The Greek government needs the 8bn euros by the middle of next month to pay pensions, public-service wages and debts, so a no vote in the referendum would have tipped the country into a quick default on its $350bn debt and severely damaged the international finance system.

Investors yesterday dumped shares across the region, with the benchmark S&P/ASX 200 index down 12.8 points, or 0.3 per cent, to 4171.8 points.

The Australian dollar was trading at $US1.0249 late yesterday, down from $US1.0350.

Mr Papandreou appears to have proposed the referendum to shore up his own government, which was struggling to implement the austerity program that is a condition of the bailout.

Opinion polls suggested that 60 per cent of Greek voters oppose the bailout deal, under which their government would have to commit to a decade of spending cuts and tax rises in return for more than E100bn ($133bn) of direct aid and much larger loan guarantees.
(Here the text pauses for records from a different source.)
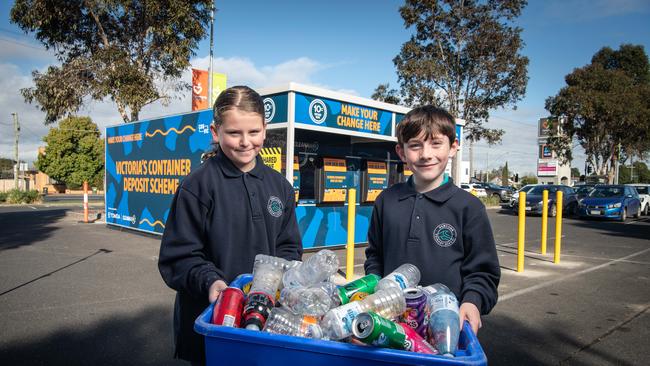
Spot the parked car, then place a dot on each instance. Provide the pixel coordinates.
(474, 189)
(535, 195)
(583, 190)
(611, 201)
(514, 198)
(493, 190)
(644, 195)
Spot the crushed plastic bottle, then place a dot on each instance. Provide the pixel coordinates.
(267, 275)
(283, 321)
(444, 323)
(314, 300)
(317, 268)
(404, 276)
(388, 303)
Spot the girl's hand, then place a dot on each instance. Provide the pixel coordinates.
(470, 312)
(215, 289)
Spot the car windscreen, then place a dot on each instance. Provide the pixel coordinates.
(606, 192)
(641, 190)
(537, 190)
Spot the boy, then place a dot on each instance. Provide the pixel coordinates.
(431, 223)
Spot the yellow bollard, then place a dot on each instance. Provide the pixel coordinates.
(544, 219)
(349, 270)
(558, 227)
(522, 231)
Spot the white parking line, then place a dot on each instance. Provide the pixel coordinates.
(546, 284)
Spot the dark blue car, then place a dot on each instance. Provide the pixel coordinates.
(611, 202)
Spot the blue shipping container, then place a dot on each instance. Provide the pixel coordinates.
(233, 346)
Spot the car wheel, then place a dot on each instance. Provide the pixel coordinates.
(623, 214)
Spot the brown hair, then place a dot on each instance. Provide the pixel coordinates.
(238, 97)
(429, 119)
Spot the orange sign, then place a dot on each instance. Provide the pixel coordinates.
(199, 89)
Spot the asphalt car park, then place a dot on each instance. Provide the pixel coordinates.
(87, 294)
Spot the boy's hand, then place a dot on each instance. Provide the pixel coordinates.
(470, 312)
(215, 289)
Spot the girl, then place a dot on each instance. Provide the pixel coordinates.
(230, 209)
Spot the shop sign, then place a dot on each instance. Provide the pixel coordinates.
(341, 115)
(146, 162)
(275, 108)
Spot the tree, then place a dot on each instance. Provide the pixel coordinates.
(74, 153)
(384, 93)
(464, 56)
(528, 179)
(606, 108)
(132, 51)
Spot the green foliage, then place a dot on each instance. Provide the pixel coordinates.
(74, 152)
(118, 49)
(18, 196)
(464, 57)
(605, 104)
(384, 93)
(634, 173)
(528, 179)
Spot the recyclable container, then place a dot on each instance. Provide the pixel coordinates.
(234, 346)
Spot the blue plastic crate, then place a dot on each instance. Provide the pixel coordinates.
(233, 346)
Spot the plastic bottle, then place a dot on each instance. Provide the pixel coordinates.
(267, 275)
(388, 303)
(282, 321)
(444, 323)
(317, 268)
(406, 275)
(314, 300)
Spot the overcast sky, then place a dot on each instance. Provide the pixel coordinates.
(347, 46)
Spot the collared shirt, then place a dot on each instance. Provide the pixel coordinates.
(444, 232)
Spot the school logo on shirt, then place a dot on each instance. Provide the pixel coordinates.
(444, 235)
(275, 206)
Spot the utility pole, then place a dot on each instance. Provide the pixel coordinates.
(210, 81)
(16, 134)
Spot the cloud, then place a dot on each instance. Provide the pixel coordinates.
(239, 70)
(586, 10)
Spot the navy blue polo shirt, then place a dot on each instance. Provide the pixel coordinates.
(444, 232)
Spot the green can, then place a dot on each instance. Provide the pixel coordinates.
(364, 285)
(373, 329)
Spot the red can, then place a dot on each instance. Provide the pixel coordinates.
(228, 308)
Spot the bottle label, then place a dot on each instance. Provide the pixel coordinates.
(399, 279)
(444, 302)
(346, 315)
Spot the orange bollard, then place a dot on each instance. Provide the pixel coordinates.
(85, 202)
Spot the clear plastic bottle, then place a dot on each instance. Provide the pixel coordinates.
(314, 300)
(317, 268)
(267, 274)
(406, 275)
(283, 321)
(434, 289)
(444, 323)
(388, 303)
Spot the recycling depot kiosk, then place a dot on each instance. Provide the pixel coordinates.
(322, 141)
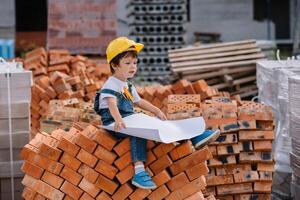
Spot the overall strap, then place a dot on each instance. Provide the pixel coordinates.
(109, 91)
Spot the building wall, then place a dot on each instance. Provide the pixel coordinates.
(7, 19)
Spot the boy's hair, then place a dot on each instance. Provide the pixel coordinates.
(116, 60)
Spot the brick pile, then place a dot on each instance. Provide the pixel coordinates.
(58, 75)
(88, 163)
(63, 113)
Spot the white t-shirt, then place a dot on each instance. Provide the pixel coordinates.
(117, 85)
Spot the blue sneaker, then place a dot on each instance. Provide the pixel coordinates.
(143, 180)
(205, 138)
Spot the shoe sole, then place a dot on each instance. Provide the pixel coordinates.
(140, 186)
(208, 140)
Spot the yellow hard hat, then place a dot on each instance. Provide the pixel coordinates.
(120, 45)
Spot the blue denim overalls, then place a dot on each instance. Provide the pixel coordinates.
(126, 108)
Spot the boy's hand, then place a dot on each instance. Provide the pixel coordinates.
(161, 115)
(119, 125)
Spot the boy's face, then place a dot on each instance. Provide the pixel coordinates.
(127, 67)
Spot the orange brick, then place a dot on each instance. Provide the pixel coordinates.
(88, 173)
(86, 196)
(161, 164)
(32, 169)
(182, 150)
(103, 196)
(123, 192)
(219, 180)
(177, 181)
(139, 194)
(196, 196)
(87, 158)
(28, 193)
(246, 176)
(71, 190)
(89, 188)
(70, 175)
(123, 161)
(104, 154)
(52, 179)
(239, 188)
(106, 169)
(190, 161)
(162, 149)
(122, 147)
(161, 178)
(159, 193)
(86, 143)
(70, 161)
(106, 184)
(188, 189)
(126, 174)
(197, 171)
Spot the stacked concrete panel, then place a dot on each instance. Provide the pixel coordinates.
(15, 97)
(294, 110)
(160, 26)
(88, 163)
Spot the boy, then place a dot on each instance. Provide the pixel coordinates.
(117, 99)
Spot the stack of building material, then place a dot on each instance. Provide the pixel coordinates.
(89, 28)
(294, 110)
(160, 26)
(242, 164)
(88, 163)
(14, 126)
(228, 66)
(58, 75)
(63, 113)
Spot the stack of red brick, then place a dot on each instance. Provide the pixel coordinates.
(58, 75)
(87, 163)
(242, 163)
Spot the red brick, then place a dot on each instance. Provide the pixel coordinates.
(88, 173)
(106, 184)
(123, 192)
(190, 161)
(52, 179)
(86, 143)
(71, 175)
(161, 164)
(159, 193)
(32, 170)
(124, 161)
(162, 149)
(89, 188)
(71, 190)
(104, 154)
(70, 161)
(87, 158)
(139, 194)
(103, 196)
(122, 147)
(126, 174)
(28, 193)
(161, 178)
(181, 151)
(188, 189)
(177, 181)
(86, 196)
(107, 170)
(197, 171)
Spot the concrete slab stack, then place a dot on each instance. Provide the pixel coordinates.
(160, 26)
(14, 126)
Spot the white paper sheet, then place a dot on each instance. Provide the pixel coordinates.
(152, 128)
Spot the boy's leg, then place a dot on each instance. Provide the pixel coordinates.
(205, 138)
(141, 177)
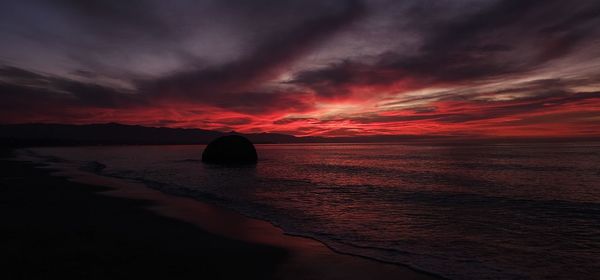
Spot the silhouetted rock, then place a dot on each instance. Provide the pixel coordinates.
(231, 149)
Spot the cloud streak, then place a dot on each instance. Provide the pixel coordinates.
(495, 68)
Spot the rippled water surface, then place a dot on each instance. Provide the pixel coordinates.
(513, 211)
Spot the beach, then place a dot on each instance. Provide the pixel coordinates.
(85, 226)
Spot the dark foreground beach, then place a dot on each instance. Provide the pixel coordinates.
(54, 227)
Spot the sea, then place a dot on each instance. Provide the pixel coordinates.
(497, 211)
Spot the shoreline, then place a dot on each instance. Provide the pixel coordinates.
(307, 258)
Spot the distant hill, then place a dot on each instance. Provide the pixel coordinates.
(20, 135)
(119, 134)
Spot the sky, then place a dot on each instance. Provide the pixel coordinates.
(469, 68)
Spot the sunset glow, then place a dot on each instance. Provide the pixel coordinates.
(327, 68)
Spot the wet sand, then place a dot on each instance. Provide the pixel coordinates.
(74, 223)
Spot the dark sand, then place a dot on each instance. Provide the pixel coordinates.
(56, 228)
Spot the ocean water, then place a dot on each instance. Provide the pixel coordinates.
(512, 211)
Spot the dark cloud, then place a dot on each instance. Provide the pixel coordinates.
(503, 39)
(278, 62)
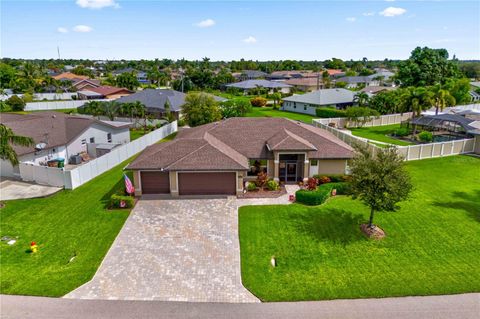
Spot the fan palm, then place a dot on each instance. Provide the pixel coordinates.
(7, 140)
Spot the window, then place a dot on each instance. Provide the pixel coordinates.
(257, 166)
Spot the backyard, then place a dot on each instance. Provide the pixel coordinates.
(431, 246)
(72, 223)
(380, 133)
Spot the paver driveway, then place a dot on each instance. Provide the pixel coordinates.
(173, 250)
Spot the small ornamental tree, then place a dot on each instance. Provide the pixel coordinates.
(379, 181)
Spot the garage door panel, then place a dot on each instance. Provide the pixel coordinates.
(207, 183)
(155, 182)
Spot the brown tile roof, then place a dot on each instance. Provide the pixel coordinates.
(53, 127)
(228, 144)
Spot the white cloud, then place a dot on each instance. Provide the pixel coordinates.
(206, 23)
(250, 40)
(82, 28)
(97, 4)
(392, 12)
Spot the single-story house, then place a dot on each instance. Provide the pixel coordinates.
(58, 135)
(218, 158)
(306, 84)
(104, 92)
(308, 103)
(255, 84)
(249, 75)
(155, 100)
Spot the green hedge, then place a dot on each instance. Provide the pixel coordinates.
(116, 199)
(328, 112)
(321, 194)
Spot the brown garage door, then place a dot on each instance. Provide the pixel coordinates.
(155, 182)
(207, 183)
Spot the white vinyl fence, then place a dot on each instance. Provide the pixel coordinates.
(71, 179)
(411, 152)
(56, 105)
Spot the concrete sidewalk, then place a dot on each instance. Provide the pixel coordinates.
(464, 306)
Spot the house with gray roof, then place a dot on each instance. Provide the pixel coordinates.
(220, 157)
(308, 103)
(59, 136)
(255, 84)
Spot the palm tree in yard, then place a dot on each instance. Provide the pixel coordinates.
(442, 98)
(7, 140)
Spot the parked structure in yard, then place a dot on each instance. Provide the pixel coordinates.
(308, 103)
(59, 136)
(218, 158)
(156, 99)
(255, 84)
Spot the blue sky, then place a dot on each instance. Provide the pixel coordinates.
(226, 30)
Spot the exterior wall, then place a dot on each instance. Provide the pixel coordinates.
(99, 133)
(332, 166)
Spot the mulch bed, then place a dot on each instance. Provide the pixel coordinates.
(264, 193)
(375, 232)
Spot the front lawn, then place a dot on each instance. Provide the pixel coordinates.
(380, 133)
(431, 248)
(270, 112)
(67, 224)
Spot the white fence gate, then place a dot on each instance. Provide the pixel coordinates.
(71, 179)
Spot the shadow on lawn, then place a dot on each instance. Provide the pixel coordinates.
(337, 226)
(468, 202)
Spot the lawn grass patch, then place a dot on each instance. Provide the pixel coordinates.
(270, 112)
(380, 133)
(431, 246)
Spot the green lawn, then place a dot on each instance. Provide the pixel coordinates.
(68, 223)
(270, 112)
(379, 133)
(431, 248)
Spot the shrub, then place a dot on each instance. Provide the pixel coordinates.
(258, 101)
(251, 187)
(329, 112)
(311, 183)
(425, 136)
(315, 197)
(116, 201)
(403, 131)
(272, 185)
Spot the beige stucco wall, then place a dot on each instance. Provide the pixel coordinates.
(136, 183)
(332, 166)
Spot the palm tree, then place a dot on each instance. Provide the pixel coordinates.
(7, 140)
(442, 98)
(361, 98)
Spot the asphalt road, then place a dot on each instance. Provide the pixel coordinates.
(464, 306)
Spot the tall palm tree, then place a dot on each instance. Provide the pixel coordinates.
(7, 140)
(442, 98)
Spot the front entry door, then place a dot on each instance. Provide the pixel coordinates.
(291, 173)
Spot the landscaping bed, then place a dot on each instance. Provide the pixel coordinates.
(430, 248)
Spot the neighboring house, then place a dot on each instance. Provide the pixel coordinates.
(372, 90)
(58, 135)
(103, 92)
(308, 103)
(307, 84)
(255, 84)
(218, 158)
(155, 99)
(141, 76)
(249, 75)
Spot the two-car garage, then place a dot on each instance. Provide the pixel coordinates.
(189, 183)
But polls also showed that 70 per cent of Greeks want to stick with the euro, and Mr Sarkozy warned that the Greeks cannot have it both ways.

The Greek confusion dashed Mr Sarkozy's hopes of convincing Chinese President Hu Jintao to agree at the two-day summit to invest in a special fund being set up to help protect Italy and other vulnerable economies from any "contagion" of Greece's credit problems.

Deputy Chinese Finance Minister Zhu Guangyao declared Beijing would not invest in the bailout fund until the uncertainty caused by the Greek referendum ended.

"Like our European friends, we did not expect the Greek referendum," Mr Zhu said in Cannes.

Communist China's official Xinhua news agency bluntly called on Mr Sarkozy and other European leaders to persuade Greece to "drop the referendum idea".